Ha sido encender el televisor y observar a una jauría de jubilados que, aburridos de dejar que los días se deslicen hasta la noche, acudieron a la Zarzuela y recibieron con entusiasmo histriónico a su amadísimo Juan Carlos de Borbón y Borbón, también conocido como Corinno I. Algunos de ellos vestían con prendas del color de la enseña de la Patria, con pulseras, collares, gorras, calzoncillos, bragas, sostenes, calcetines, camisetas, polos y camisas rojigualdas, y recibían al emérito «Jefe» —que para ser jefe hay que mandar sobre alguien— del Estado como en sus tiempos mozos recibían al General Franco, es decir, al borde del éxtasis, levitando, llorando y regando el suelo de babas.
En verdad, un caso de estudio interesante para cualquier exorcista.

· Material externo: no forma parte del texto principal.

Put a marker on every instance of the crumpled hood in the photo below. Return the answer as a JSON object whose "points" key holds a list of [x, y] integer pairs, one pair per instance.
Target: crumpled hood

Y es normal que así lo hagan, dado que Corinno I es el emblema de continuidad entre el franquismo y el constitucionalismo actual, la continuación del Estado artificial y burocrático que vuela sobre todos nosotros y que legisla según su propia voluntad, o dicho de otro modo, según su Razón de Estado: en un primer momento la Ley trató de agradar a los fascistas; luego se adhirió a la Iglesia y abrazó, en parte, sus enseñanzas; después se excitó sobremanera aprobando la libertad religiosa; y, por último, acabó convirtiendo a los médicos en carniceros —que mutilan gónadas con perspectiva de género—, y a los hospitales en mataderos donde se asesina tanto al feto como al viejo hastiado que odia vivir. Además de que, como los tiempos cambian y la misma Iglesia posconciliar intentó pegarse un tiro en el paladar, pues el Estado, como todo moderno darwinista, lucha por su supervivencia, evoluciona, y pasamos del Misal, el Rosario y el velo a la época del destape en un abrir y cerrar de ojos. Por eso, lo que les sucede a muchos entusiastas de Corinno I es que el recuerdo consiste en volver a pasar lo pretérito por el corazón, y ellos ven en Corinno a Franco rodeado de obispos fieles al «Movimiento».

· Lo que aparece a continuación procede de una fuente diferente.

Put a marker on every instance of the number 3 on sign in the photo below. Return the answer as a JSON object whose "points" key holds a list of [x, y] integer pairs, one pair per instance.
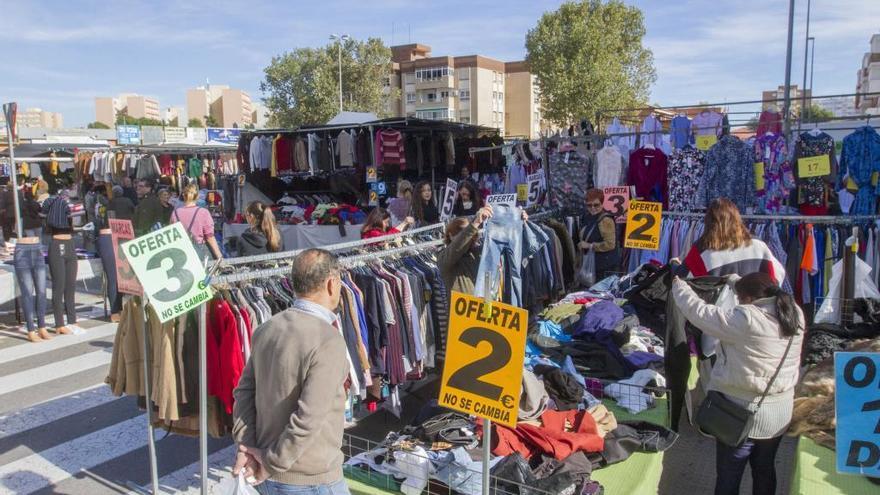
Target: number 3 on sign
{"points": [[643, 220]]}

Por el momento desconocemos la capacidad de fidelidad que tenía Franco —la de Corinno hemos comprobado empíricamente que es nula—, y es probable que Franco solo se fuese fiel a sí mismo o a la conveniencia del Estado que dirigía; pero, al menos en apariencia, podemos afirmar que fue un militar fiel a la dinastía equivocada. O no tan equivocada, puesto que solo esa dinastía espuria podía continuar con la obra de construir el armatoste estatal que hoy en día padecemos y, de esa manera, a través del Cazador de elefantes, dejar todo «atado y bien atado»: contentos los rojos, que, por fin, como buenos cleptómanos, podían ir al Parlamento a arañar sueldos; y contentos los democristianos —demobarrabásicos—, que seguían teniendo «Rey», igualito a Isabel y Fernando.

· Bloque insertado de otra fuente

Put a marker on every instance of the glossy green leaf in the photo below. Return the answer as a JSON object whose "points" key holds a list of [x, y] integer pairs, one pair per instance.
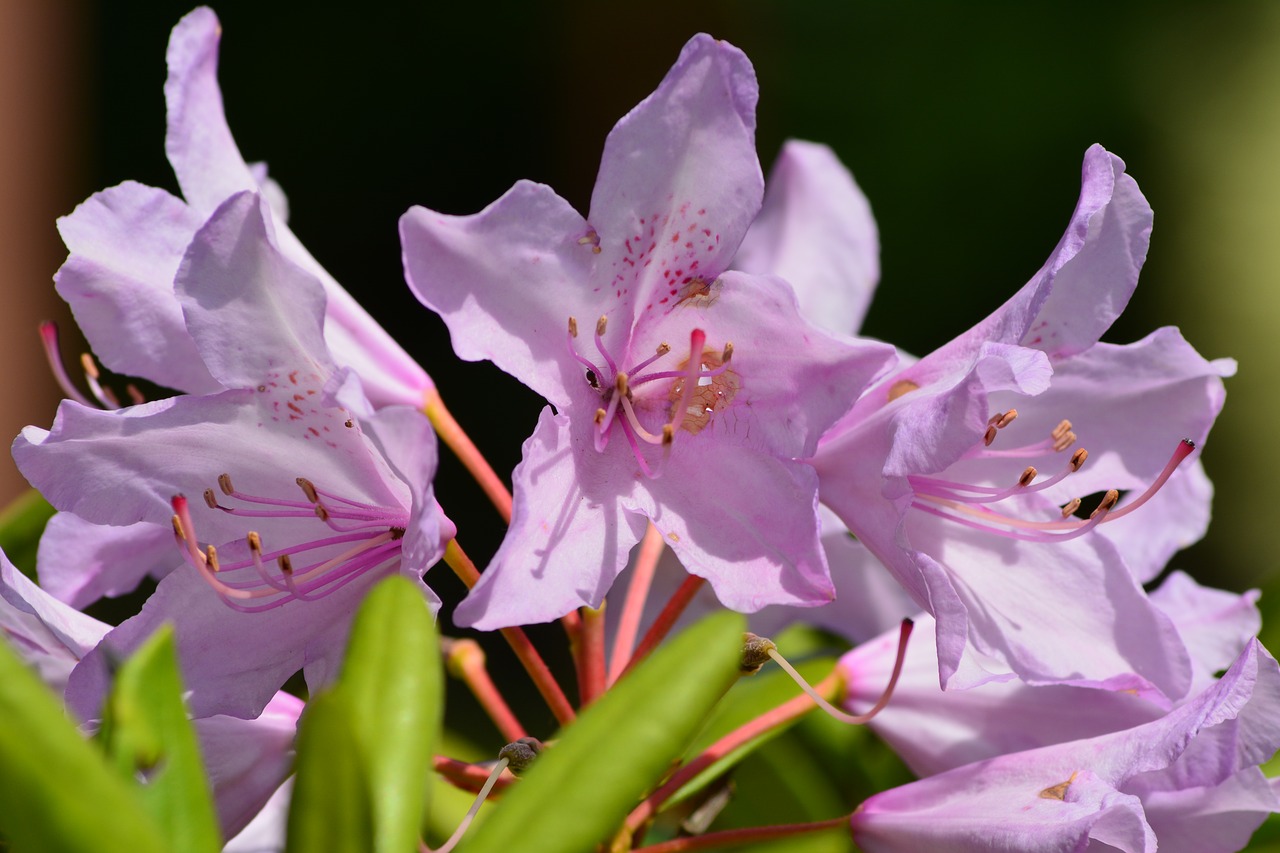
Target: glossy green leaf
{"points": [[21, 525], [393, 679], [147, 735], [810, 652], [330, 808], [579, 790], [784, 783], [59, 794]]}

En el fondo de mi corazón solo espero que lo contemplado en el televisor no haya sido un simple acto de adultos con un cuadro patológico de enajenación mental supina, de esquizofrenia colectiva o de oligofrenia social, sino que, frente a la inminente caída de lo poco que queda de monarquía, esto es, la simbología —ya se está anunciando un documental televisivo donde van a poner a parir a Corino y a su progenie conocida—, son gente con anhelo de un poder personal, real y efectivo, de un poder que, tal y como ninguno hemos decidido estar vivos, no se pueda elegir, pues esa es una de las grandes virtudes de la Monarquía:
El Monarca nace o hereda esa condición, no necesita medrar ni venderse para alcanzarla, y eso constituye un auténtico muro de contención frente a los poderes enemigos que tratan de aprovecharse del pueblo. El Monarca no necesita aceptar chantajes para llegar al poder porque ya está en el poder. El demócrata, en cambio, para llegar a gobernar se tiene que vender a esos poderes y que esos poderes le acomoden el sillón del despacho. Corinno I no es Rey porque no gobierna y, de hecho, nunca ha gobernado —a él solo le gobierna la ingle y por eso siempre ha actuado como un pagafantas arquetípico, de esos que le regalan mil y un obsequios a las mujeres cuando se sienten ignorados—, y no es Rey porque, al igual que Franco, estaba vendido a los hechos coyunturales, a los poderes del mundo, por lo que ambos siempre se movieron con astucia y conveniencia: por Razón de Estado.
Sólo espero que, si en Corinno I queda todavía algo de carácter español, antes de morir nos regale una buena memoria costumbrista, a modo de novela, donde recoja sus muchos y muy picantones líos de faldas, así como una buena colección fotográfica de sus trofeos de caza.